La spécificité du domaine est définie de diverses manières. Ceci (1989) a utilisé le terme pour désigner des structures de connaissances déclaratives discrètes. D'autres chercheurs incluent les connaissances procédurales et considèrent la spécificité comme se rapportant à l'utilité des connaissances (Perkins et Salomon, 1989). La question n'est pas vraiment d'en prouver ou d'en réfuter une position, car nous savons que les compétences générales et spécifiques sont impliquées dans l'apprentissage (Voss, Wiley et Carretero, 1995). Il s'agit plutôt de préciser dans quelle mesure tout type d'apprentissage implique des compétences générales et spécifiques, quelles sont ces compétences et quel est le cours de leur acquisition.

Il est préférable de considérer la spécificité des compétences sur un continuum, comme l'ont expliqué Perkins et Salomon (1989) :

Les connaissances générales comprennent des stratégies largement applicables pour la résolution de problèmes, la pensée inventive, la prise de décisions, l'apprentissage et une bonne gestion mentale, parfois appelée autocontrôle, autorégulation ou métacognition. Aux échecs, par exemple, les connaissances très spécifiques (souvent appelées connaissances locales) comprennent les règles du jeu ainsi que des connaissances sur la façon de gérer d'innombrables situations spécifiques, telles que différentes ouvertures et façons de réaliser un échec et mat. D'une généralité intermédiaire, il existe des concepts stratégiques, comme le contrôle du centre, qui sont quelque peu spécifiques aux échecs, mais qui invitent également à une application de grande portée par analogie. (p. 17)
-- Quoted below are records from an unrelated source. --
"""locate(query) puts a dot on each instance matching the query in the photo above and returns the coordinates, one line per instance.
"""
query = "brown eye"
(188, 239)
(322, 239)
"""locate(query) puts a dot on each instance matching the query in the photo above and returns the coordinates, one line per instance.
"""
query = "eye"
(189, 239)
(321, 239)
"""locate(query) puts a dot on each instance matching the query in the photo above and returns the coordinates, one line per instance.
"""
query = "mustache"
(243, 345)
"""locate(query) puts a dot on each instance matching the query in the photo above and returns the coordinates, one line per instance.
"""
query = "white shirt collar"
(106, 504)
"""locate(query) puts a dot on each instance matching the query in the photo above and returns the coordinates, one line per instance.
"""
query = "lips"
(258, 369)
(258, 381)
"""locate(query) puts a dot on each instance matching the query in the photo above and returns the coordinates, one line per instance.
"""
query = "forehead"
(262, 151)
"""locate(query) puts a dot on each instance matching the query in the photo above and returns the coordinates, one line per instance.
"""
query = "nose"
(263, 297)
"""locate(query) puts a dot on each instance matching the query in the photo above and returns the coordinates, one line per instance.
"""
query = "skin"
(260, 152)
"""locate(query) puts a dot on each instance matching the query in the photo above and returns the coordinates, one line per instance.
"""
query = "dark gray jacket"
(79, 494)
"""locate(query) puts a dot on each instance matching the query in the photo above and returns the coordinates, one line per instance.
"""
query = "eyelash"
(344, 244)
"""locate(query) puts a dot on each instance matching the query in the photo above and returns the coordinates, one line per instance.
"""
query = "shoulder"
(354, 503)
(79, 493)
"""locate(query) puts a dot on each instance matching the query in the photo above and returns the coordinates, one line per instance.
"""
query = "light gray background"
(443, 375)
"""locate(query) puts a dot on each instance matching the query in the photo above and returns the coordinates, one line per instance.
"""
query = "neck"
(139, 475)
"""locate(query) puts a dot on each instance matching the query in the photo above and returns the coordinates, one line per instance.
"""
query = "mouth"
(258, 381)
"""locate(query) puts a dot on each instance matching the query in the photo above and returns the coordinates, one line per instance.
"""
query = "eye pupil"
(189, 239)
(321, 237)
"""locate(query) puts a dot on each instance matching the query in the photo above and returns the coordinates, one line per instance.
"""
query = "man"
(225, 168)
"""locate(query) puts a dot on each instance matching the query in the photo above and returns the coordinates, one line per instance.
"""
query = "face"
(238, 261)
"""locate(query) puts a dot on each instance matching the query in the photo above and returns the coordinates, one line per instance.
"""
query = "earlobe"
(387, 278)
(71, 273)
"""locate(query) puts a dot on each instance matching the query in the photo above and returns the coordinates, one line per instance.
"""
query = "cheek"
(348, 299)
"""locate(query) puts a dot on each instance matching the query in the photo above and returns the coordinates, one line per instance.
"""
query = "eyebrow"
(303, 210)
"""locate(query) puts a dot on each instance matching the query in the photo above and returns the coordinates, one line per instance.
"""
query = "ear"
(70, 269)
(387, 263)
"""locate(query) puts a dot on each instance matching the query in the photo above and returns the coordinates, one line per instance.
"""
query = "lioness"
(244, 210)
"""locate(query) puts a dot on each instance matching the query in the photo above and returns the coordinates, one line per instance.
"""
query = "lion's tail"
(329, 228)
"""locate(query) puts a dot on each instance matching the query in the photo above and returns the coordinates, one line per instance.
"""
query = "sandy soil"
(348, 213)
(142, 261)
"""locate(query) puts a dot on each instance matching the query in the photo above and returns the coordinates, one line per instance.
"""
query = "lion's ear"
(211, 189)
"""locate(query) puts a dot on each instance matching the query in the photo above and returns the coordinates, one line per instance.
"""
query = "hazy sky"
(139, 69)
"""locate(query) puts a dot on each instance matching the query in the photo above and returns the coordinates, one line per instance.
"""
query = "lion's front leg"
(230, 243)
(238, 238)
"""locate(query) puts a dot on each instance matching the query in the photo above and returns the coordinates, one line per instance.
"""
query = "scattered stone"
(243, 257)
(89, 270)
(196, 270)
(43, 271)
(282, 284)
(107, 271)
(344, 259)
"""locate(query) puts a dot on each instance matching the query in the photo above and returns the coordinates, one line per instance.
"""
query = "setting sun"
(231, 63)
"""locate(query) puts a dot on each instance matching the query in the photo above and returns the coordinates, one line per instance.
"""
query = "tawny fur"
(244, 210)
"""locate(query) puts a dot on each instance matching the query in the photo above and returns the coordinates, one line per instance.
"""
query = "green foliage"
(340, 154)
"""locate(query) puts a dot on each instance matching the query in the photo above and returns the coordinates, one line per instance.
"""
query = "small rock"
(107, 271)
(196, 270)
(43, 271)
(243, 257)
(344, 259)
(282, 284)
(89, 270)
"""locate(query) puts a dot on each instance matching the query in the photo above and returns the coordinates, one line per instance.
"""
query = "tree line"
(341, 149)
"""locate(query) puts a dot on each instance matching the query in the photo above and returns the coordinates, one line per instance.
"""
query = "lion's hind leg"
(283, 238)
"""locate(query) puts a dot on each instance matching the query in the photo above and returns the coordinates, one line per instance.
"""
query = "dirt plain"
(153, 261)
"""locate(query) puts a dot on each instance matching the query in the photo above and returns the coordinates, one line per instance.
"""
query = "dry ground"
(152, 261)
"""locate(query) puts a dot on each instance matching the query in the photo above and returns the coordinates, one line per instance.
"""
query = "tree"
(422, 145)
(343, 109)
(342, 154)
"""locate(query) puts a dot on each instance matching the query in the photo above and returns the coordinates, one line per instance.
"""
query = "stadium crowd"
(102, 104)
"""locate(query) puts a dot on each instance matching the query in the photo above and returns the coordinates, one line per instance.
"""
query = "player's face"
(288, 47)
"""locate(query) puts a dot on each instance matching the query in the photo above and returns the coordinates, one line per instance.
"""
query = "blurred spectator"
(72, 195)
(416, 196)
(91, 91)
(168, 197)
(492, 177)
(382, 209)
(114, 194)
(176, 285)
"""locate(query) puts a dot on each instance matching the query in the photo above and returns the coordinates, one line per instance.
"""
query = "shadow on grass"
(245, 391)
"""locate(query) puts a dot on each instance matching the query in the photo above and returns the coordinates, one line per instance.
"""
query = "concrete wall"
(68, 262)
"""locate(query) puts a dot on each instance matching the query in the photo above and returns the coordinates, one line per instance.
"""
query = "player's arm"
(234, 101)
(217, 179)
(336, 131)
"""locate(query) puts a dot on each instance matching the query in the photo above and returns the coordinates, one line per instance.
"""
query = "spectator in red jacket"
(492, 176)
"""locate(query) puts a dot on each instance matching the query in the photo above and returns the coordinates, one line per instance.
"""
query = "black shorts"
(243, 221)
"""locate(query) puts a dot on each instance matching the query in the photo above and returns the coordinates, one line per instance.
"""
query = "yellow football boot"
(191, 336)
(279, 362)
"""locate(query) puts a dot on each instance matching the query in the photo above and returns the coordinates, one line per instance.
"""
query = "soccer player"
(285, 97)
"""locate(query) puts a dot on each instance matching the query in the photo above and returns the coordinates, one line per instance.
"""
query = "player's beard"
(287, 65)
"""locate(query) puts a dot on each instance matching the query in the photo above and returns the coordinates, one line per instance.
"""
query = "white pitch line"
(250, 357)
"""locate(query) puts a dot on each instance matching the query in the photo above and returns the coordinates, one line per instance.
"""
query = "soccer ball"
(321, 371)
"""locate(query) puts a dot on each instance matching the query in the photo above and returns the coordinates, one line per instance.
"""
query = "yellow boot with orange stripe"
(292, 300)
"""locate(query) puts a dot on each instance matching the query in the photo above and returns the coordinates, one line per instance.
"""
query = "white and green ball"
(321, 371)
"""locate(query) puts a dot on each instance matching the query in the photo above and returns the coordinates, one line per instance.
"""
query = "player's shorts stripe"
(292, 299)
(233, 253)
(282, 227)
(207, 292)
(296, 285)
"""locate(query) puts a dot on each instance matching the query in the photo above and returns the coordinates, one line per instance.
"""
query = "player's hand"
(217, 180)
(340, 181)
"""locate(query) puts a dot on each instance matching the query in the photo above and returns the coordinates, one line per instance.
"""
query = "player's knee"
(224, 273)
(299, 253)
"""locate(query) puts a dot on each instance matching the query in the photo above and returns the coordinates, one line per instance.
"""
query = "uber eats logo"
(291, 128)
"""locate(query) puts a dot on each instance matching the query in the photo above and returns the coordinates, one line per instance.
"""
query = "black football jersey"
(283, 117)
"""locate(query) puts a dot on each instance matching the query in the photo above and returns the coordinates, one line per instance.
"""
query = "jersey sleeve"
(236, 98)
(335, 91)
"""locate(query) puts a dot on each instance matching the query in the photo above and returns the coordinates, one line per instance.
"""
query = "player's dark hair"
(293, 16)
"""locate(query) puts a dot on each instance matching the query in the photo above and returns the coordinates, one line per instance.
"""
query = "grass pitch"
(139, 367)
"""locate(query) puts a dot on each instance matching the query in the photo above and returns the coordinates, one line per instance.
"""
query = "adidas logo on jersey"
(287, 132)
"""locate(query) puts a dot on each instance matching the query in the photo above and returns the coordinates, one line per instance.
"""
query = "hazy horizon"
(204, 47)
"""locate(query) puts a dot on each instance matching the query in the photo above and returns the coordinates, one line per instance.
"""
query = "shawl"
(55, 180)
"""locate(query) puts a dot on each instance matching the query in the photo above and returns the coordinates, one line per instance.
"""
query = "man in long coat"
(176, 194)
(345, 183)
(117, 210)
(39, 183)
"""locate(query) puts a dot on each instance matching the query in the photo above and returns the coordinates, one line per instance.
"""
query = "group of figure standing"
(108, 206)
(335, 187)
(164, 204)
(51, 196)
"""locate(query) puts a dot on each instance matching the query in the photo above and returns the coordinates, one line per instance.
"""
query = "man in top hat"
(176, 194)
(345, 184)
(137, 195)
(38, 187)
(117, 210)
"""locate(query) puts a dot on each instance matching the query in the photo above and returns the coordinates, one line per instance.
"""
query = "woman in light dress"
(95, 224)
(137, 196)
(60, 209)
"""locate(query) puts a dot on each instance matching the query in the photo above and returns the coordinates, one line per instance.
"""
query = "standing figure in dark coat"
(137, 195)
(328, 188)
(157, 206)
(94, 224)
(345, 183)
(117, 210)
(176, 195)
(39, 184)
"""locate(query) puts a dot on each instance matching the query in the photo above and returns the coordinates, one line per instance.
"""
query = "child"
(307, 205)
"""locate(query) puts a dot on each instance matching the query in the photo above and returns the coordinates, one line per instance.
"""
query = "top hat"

Nous pouvons alors nous demander : Qu'est-ce qui compte le plus pour assurer le succès de l'apprentissage ? Certaines connaissances locales sont nécessaires : on ne peut pas devenir compétent en fractions sans apprendre les règles régissant les opérations sur les fractions (par exemple, additionner, soustraire). Comme l'ont noté Perkins et Salomon (1989), cependant, les questions les plus importantes sont les suivantes : Où se situent les goulots d'étranglement dans le développement de la maîtrise ? Peut-on devenir un expert avec uniquement des connaissances spécifiques au domaine ? Si non, à quel moment les compétences générales deviennent-elles importantes ?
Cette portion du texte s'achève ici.